We know life only to the extent we are attentive to it. What is the depth of your attention, only to that extent do you experience life. If your attention is very profound, your experience of life is very profound. When your experience of life is very profound, it may find some expression in just the simple work that you are doing, or it may find expression in poetry, music, or whatever else.
What kind of expression you will find simply depends upon what sort of attention you have. Is your attention simply there for everything? Is it like a simple light bulb – if you turn it on, a light bulb’s light falls on everything – or do you attend to only a certain type? Most people can pay attention only to a certain thing that they think is of interest. What is worth your attention and what is not– this is a wrong way to look at life. The source of creation did not pay any less attention to creating an ant than creating a human being. When this is the nature of creation, who are you to decide what is worth paying attention to and what is not?

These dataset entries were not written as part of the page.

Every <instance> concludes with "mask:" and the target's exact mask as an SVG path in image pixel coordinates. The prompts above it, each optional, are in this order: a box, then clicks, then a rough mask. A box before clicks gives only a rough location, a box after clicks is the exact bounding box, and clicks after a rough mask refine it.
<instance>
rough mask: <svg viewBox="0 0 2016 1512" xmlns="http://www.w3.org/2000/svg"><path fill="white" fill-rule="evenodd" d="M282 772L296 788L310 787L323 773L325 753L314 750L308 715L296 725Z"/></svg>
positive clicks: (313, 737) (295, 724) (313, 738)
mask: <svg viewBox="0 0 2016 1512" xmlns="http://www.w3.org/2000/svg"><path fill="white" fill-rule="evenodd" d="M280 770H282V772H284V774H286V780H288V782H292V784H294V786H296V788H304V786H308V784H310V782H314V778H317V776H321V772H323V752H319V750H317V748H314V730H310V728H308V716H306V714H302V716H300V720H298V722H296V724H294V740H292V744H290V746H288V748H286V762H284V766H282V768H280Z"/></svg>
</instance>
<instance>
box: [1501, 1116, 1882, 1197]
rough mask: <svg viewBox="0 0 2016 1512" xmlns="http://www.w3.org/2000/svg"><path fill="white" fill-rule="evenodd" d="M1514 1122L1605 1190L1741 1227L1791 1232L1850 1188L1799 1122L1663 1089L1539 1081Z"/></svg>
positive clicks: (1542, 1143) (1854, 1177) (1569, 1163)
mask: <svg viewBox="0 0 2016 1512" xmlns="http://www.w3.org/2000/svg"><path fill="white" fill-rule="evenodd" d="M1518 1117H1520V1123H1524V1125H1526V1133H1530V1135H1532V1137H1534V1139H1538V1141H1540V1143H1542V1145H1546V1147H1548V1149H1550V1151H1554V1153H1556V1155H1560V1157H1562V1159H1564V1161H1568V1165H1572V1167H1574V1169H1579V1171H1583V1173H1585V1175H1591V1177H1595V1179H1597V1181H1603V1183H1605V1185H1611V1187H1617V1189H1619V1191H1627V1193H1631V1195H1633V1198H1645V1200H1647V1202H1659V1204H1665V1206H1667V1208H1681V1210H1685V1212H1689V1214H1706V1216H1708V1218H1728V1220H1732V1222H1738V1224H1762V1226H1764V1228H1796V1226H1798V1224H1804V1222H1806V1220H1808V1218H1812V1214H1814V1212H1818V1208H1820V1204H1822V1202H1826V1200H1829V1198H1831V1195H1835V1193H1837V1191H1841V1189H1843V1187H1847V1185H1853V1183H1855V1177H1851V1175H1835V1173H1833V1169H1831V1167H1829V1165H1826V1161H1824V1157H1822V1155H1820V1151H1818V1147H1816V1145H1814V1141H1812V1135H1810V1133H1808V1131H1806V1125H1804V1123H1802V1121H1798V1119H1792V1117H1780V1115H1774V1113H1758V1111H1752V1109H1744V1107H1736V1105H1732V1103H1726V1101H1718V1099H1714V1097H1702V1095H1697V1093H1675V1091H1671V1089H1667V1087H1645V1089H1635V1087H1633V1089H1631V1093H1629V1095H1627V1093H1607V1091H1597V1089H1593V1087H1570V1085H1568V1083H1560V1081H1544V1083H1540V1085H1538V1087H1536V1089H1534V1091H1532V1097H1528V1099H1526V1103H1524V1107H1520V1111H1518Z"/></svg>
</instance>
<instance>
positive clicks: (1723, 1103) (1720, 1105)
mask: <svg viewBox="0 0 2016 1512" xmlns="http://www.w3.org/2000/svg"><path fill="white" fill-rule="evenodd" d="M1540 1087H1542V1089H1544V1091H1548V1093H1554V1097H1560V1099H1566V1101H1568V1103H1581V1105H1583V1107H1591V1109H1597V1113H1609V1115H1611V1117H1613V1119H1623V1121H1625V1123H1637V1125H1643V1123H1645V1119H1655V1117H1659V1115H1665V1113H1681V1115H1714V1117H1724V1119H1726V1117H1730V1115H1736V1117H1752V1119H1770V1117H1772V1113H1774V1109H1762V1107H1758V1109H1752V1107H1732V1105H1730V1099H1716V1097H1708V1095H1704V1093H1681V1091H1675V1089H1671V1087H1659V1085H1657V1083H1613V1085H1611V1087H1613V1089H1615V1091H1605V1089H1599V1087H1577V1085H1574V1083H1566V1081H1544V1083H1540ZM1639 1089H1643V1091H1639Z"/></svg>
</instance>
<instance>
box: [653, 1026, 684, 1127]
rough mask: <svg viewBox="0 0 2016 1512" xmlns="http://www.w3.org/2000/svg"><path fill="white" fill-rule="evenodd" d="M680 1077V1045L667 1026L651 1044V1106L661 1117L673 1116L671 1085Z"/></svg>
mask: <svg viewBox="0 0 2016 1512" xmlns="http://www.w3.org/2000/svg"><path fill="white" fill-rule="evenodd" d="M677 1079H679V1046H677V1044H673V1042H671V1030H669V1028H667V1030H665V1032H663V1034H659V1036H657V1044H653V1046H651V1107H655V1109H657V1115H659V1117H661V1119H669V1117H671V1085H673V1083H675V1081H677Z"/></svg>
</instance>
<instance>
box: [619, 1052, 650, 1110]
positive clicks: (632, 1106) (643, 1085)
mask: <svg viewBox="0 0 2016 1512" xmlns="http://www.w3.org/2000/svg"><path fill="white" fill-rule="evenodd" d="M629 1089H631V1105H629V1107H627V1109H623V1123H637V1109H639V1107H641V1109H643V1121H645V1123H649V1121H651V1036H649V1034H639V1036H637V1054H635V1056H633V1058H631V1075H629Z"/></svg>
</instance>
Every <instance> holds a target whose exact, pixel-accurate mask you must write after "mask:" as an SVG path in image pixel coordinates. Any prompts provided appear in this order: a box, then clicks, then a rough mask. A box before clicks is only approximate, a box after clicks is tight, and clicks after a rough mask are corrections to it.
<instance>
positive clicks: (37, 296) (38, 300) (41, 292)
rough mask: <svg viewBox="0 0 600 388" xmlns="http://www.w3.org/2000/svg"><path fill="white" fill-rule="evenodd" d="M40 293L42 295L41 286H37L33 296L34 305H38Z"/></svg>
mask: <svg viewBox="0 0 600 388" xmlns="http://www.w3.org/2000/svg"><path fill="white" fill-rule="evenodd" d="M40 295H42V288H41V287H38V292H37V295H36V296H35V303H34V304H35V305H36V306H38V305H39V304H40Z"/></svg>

What Is the Inspiration Behind Sadhguru’s Creativity?
Question: When you are writing poetry or painting, what kind of mindset do you have?
Sadhguru: This may sound a little strange, but when I write poetry, I do not even read it the second time. I do not think of a particular concept. In some way, I drip poetry. That same thing may be becoming a painting in some form. Whether I am speaking, driving, teaching, writing, or painting, for me it is just about the same thing. Finding expression is not the word because if you want to express you must have some thought, idea, philosophy, or ideology. For me, it is more of a drip than an expression. I am always willing, but if the situation is willing, I will become a torrent, otherwise I will drip.
Sadhguru’s Perspective on Art
Question: Sadhguru do you distinguish between popular art and fine art? Do you think art has hierarchy at all?
Sadhguru: No, not at all. If at all if I have to make some kind of categorization of art, I would separate art coming from deep levels of frustration from art coming from joy. This art coming from deep levels of suffering and frustration became the style of European art at a certain period of time, and the whole world is trying to imitate that now, which is a very negative thing, because when such things are always on your walls, slowly it will have an impact on you. If it cannot have any impact on you, it cannot be called art. It is capable of impacting you– in many ways, not just visually.
Unfortunately, the religions in the world have eulogized suffering. In the Yogic culture, we have always valued ananda, blissfulness, and ecstasy as the highest value. Suffering is not valued because we always saw suffering as self-created, whereas joy as not self-created. When you are connected with life, you are naturally blissful; when you are unconnected with life and become a mental mess, and then you have suffering and frustration. So I would like to categorize art in these two ways – art which comes from that deep level of frustration and suffering, and art which comes from a joyful expression of life.